Increasing the uptake of low-carbon technologies
Guidelight aims to identify innovative interventions to revolutionise access to new technologies, removing barriers to LCT adoption in low-income and vulnerable households.
These interventions might include information tools and guidance on LCT use, accessible digital dashboards and low-cost monitoring services for a variety of stakeholders including households, local authorities, retrofit contractors and LCT designers.
Improving retrofit offers for low-income households
While some local authorities have traditionally offered retrofit funds and grants for low-income households to install low-carbon technologies. For example, heat pumps, solar panels, battery storage, and smart heating controls. We know households have struggled to use them effectively due to factors like the non-inclusive product and service design, digital exclusion, low energy literacy or financial constraints.
Without any support for switching tariffs or using digital optimisation tools, retrofit schemes could lead to higher energy bills and reduced home comfort for these households, along with potentially adding strain to the electricity network.
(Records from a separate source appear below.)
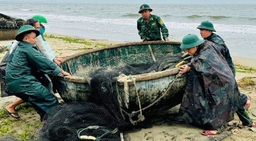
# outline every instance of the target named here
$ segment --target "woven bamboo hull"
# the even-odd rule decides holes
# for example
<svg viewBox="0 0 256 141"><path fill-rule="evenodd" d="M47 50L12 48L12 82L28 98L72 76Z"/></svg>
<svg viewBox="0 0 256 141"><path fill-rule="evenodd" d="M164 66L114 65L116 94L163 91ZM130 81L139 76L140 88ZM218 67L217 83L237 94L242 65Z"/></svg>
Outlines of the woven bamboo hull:
<svg viewBox="0 0 256 141"><path fill-rule="evenodd" d="M151 47L156 60L167 54L181 52L180 43L152 41L148 43L131 43L108 47L86 50L65 58L63 69L70 72L72 77L58 77L57 91L65 102L87 101L90 94L90 77L83 75L83 71L93 71L102 68L123 67L123 64L148 64L154 63L149 49ZM125 63L123 63L125 62ZM123 65L122 65L123 64ZM151 106L151 110L166 109L181 101L187 76L177 76L178 70L133 76L136 79L136 89L140 104L148 106L164 96ZM139 109L139 100L133 81L128 82L129 97L124 92L122 82L113 80L114 97L119 99L122 107L133 111ZM128 101L128 103L127 102Z"/></svg>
Speaking about the project, Dr Charlotte Johnson, Head of Research Programmes at CSE said
Inclusive innovation is core to achieving the wide public participation needed for the UK’s energy transition. We’re pleased to receive funding from Ofgem’s Strategic Innovation Fund to deliver Guidelight’s Discovery Phase. It means we can start exploring how vulnerable consumers’ needs and expectations can be included in the sector’s understanding of how to roll out and optimise low-carbon technologies.
Early-stage feasibility study
The initial phase of the project is a three-month-long, early-stage feasibility study, which began in April 2023. It has involved:
- Developing qualitative social research methods to engage low-income and vulnerable households’ experiences of retrofit
- Reviewing options for monitoring the performance of low-carbon technologies
- Developing a list of interventions which can be piloted and scaled during future research phases
The Energy and Climate Change Division at the University of Southampton was delighted to support UK Power Networks and CSE on this short duration Discovery project. We have a long-standing interest and internationally respected expertise in understanding technical and socio-technical building performance gaps which will be vital to ensuring the effective and efficient use of low-carbon technologies in the home.
Guidelight receives funding from Ofgem’s Strategic Innovation Fund
Guidelight is funded by energy network users and consumers through the Strategic Innovation Fund. This programme is from the UK’s independent energy regulator Ofgem managed in partnership with Innovate UK.
This funding is part of the Discovery Phase of Ofgem’s Strategic Innovation Fund competition process. It is not guaranteed to progress to later funding phases or to become a commercial reality.
Ofgem’s funding will enable the project to research opportunities for energy network innovation. This includes widening consumer participation in the energy transition and identifying and addressing socio-technical gaps in low-carbon technology performance.